Zafer Gölen

Keywords: Ottoman Empire, 1849-1851, The Bosnian Revolt, Tanzimat

Abstract

With the declaration of the Tanzimat reforms in 1839, the Ottoman Empire began an irreversible process of renewal. This process did not evolve in the same way in all the provinces of the Empire. One of the provinces in which the application of these reforms encountered the greatest obstacles was Bosnia (Bosna-Hersek). The Tanzimat reforms could not be introduced in this province until 1849, in which year a decision was taken to this effect. This decree encountered the stiff opposition of Bosnian feudal landlords who believed that this meant the loss of their privileges. That is why they began a violent revolt, which was to last about two and a half years. Central authorities were obliged to intervene by sending a military force. Ömer Lütfi Paşa, commander of this force, responded to the landlords' acts with equal violence. After 25 battles, of which twelve were of a certain importance, the region was subdued and all the feudal lords, who had been implicated in the revolt, were banished from Bosnia. This had as a result the fact that the landlords' power over the local population was for the first time since ancient times, greatly diminished.
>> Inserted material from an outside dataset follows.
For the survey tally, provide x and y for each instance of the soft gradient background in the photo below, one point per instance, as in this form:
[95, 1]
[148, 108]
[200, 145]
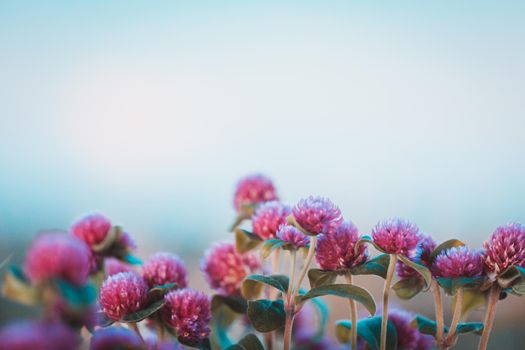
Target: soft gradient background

The local Christian population, freed from the yoke of the feudal lords, began quickly to get organised with the aim of gaining its independence from the Ottoman Empire. Even though the initiators of the revolt had been Muslim feudal lords, after 1851 it would be the newly free Christian population who continued the fight with central Ottoman authorities. They reached their objective thanks to the 1875 Hersek revolt.